Brasil enfim publica sentença de 2018 que culpa o Estado pela morte de Herzog

Atualizado em 6 de outubro de 2023 às 0:04
Vladimir Herzog em foto em preto e branca
Vladimir Herzog em imagem de seu instituto – Reprodução

O Ministério dos Direitos Humanos e da Cidadania torna pública a sentença condenatória de março de 2018 emitida pela Corte Interamericana de Direitos Humanos no caso do jornalista Vladimir Herzog. A Corte atribuiu ao Estado brasileiro a responsabilidade pela detenção arbitrária, tortura e assassinato de Herzog em outubro de 1975, nas instalações do DOI-CODI, que era subordinado ao Exército.

O DOI-CODI foi reconhecido como um dos principais locais de tortura e assassinatos durante o período da ditadura militar no Brasil, que perdurou de 1964 a 1985.

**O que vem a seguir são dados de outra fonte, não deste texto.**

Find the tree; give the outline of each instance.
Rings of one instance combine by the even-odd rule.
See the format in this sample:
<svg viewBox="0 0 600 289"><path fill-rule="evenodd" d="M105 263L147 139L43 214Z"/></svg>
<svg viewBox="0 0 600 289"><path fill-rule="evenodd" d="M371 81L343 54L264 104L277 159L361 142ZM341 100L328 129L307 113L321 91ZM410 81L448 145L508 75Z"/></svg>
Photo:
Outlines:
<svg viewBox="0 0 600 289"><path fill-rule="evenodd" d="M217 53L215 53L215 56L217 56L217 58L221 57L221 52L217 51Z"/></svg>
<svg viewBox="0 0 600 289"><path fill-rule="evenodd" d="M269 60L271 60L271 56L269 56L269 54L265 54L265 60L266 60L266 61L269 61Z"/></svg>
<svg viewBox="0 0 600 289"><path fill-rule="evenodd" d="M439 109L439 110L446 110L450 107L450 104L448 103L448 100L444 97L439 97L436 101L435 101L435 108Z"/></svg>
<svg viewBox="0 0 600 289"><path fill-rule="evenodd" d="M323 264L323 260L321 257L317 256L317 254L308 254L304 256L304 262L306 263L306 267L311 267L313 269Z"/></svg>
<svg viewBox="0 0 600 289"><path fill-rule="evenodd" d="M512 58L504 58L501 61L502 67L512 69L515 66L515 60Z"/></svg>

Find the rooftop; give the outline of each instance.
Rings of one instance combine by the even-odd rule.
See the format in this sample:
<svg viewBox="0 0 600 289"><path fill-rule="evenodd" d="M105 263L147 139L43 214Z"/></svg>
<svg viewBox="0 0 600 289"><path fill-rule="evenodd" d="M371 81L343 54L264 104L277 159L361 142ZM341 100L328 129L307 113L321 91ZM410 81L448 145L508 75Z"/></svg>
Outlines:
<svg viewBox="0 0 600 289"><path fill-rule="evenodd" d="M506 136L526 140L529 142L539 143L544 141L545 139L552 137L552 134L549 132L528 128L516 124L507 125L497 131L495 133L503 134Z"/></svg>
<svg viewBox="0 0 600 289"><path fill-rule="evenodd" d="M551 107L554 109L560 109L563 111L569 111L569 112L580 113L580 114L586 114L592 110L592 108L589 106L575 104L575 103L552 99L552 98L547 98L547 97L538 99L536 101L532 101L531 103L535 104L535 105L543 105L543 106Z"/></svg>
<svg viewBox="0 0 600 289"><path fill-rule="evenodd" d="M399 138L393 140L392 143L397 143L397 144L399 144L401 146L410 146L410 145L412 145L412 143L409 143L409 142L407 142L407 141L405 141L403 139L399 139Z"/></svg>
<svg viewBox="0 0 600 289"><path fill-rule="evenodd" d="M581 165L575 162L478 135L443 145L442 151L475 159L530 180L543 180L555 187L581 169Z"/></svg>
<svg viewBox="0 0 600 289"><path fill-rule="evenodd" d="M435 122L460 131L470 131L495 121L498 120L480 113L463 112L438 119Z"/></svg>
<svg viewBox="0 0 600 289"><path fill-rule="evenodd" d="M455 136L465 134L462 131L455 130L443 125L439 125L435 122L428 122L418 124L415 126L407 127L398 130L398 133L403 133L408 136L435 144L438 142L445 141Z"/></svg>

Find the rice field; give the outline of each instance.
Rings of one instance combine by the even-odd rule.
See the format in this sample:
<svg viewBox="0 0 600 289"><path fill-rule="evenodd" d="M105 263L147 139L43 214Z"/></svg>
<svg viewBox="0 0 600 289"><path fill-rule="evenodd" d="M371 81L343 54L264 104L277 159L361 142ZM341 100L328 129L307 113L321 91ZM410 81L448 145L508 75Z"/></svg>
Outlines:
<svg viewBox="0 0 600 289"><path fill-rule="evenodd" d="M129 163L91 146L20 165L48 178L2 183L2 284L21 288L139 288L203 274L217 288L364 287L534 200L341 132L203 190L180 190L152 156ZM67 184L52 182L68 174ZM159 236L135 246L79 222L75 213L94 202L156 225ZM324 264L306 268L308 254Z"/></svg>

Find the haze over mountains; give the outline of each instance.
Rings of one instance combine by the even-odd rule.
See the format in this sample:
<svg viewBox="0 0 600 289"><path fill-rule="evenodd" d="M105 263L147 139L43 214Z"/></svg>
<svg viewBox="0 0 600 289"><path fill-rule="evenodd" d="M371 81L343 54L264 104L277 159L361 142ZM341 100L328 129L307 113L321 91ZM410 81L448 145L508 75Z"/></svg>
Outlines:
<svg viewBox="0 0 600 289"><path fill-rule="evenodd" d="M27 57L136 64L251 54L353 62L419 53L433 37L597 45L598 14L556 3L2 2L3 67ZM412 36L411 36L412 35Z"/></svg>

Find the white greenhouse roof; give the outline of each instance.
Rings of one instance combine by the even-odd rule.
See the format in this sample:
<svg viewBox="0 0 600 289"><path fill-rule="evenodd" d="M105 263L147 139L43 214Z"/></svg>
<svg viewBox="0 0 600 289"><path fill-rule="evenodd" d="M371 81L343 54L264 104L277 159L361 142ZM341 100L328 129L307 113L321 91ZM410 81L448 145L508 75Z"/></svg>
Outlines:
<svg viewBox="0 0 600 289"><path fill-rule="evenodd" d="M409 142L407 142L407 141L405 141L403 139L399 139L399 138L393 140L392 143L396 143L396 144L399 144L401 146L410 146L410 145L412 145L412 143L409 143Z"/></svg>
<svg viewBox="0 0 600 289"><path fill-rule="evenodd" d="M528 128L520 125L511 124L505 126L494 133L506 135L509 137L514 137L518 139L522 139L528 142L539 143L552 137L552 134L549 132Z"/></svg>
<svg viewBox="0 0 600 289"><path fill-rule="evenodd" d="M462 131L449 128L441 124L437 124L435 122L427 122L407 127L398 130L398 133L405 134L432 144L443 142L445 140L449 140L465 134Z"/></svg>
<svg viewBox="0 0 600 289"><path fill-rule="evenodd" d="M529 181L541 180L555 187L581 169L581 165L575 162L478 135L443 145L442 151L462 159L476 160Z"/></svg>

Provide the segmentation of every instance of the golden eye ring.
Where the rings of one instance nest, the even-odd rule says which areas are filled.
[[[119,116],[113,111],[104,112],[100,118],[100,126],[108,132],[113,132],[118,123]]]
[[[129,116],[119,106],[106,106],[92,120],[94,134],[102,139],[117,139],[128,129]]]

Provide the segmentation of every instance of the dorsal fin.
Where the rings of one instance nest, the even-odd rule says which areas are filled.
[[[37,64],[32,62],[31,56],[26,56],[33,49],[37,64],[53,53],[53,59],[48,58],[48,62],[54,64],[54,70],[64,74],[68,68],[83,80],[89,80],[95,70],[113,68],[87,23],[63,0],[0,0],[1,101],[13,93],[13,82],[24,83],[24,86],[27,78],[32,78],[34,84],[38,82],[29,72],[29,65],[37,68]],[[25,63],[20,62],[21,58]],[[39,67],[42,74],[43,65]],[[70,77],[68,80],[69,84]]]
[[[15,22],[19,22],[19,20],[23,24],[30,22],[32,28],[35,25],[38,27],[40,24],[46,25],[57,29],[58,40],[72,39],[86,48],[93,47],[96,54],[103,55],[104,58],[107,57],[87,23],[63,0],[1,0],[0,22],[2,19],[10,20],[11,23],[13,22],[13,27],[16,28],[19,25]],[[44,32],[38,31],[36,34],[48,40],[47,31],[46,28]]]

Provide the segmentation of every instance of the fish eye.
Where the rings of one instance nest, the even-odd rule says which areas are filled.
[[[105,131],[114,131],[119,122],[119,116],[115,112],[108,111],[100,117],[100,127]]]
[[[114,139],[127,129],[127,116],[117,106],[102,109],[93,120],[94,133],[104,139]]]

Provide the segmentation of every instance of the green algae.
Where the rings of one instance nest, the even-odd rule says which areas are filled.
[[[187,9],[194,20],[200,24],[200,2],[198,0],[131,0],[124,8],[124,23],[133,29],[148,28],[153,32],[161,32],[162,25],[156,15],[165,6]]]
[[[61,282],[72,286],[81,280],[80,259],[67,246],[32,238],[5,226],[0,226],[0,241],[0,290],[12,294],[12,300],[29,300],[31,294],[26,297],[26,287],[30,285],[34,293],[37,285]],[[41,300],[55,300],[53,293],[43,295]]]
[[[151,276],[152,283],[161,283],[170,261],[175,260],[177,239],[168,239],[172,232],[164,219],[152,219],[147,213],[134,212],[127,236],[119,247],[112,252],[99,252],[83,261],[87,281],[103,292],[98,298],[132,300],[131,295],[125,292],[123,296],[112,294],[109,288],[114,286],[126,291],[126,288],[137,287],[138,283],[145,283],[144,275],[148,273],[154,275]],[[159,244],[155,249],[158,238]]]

A Corte Internacional estabeleceu diversas medidas, incluindo a publicação da decisão internacional no Diário Oficial da União. A portaria referente a essa decisão foi divulgada em 29 de setembro, quase 48 anos após a morte do jornalista Vladimir Herzog, conhecido como Vlado.

O Ministério dos Direitos Humanos, em comunicado, informou que o Ministro Silvio Almeida determinou a retomada dos casos de condenações internacionais para garantir o cumprimento das sentenças pendentes.

A nota do Ministério ressalta o compromisso do Estado brasileiro com a democracia, o estado de direito, a proteção de jornalistas e a liberdade de expressão, enfatizando a importância de cumprir este ponto da sentença.

A Corte Interamericana de Direitos Humanos também responsabilizou o Brasil pela falta de investigação, julgamento e punição dos responsáveis pela tortura e assassinato de Vladimir Herzog. Além disso, apontou a violação dos direitos dos familiares de Herzog à verdade e à integridade pessoal. Entre as vítimas estão a esposa, Clarice Herzog; a mãe, Zora Herzog; e os filhos Ivo Herzog e André Herzog.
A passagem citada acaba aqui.